Problem Link-
Problem Statement :
Problem explanation: In this problem, we are given an integer array,each element represents length and we need to find all possible triplets that can form a triangle.
Approach - For a triangle to form the sum of two sides must be greater than the third side.
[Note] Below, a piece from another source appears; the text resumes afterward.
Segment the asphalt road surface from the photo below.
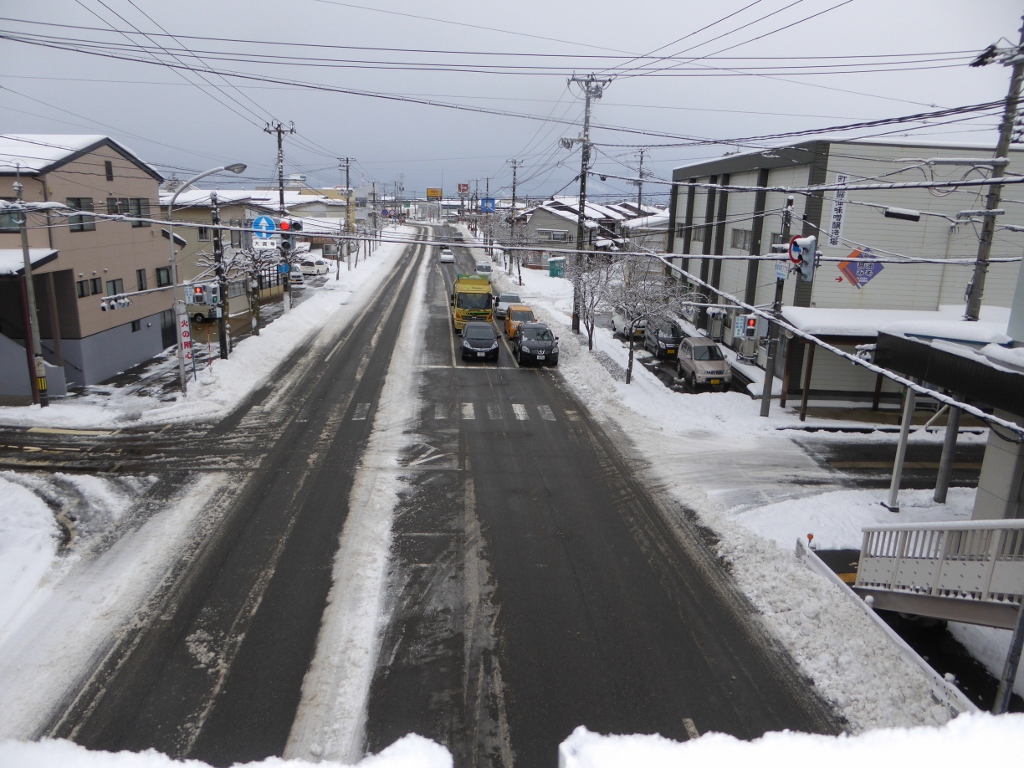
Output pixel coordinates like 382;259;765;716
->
368;237;838;766
24;231;841;768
So we traverse the array and find possible triplets that satisfy this condition.
Brute Force Approach -
Time Complexity - O(N^3)
Space Complexity - O(1)
In this approach, we will run three loops and check whether two length sum is greater than the third length or not, if yes, then we increase the count variable.
class Solution {
public:
int triangleNumber(vector<int>& nums) {
int n =nums.size();
int count =0;
for(int i=0;i<n-2;i++){
for(int j=i+1;j<n-1;j++){
int sum = nums[i]+nums[j];
for(int k=j+1;k<n;k++){
if(sum >nums[k]){
count ++;
}
}
}
}
return count;
}
};
But as n <= 1000 it will give Time Limit error
Optimal Approach using sorting -
Time Complexity - O(N^2)
Spacce Complexity - O(1)
class Solution {
public:
int triangleNumber(vector<int>& nums) {
// O(N^2)
sort(nums.begin(),nums.end());
int n =nums.size();
int count =0;
for(int i=n-1;i>=2;i--){
int left =0,right =i-1;
while(left <right){
if(nums[left] + nums[right] <= nums[i]){
// triangle only forms when sum of two sides
//is strictly greater than third side
left ++;
}
else {
// since array is sorted it means we have to
// take all element pair from left till right index
count += (right-left);
right--;
}
}
}
return count;
}
};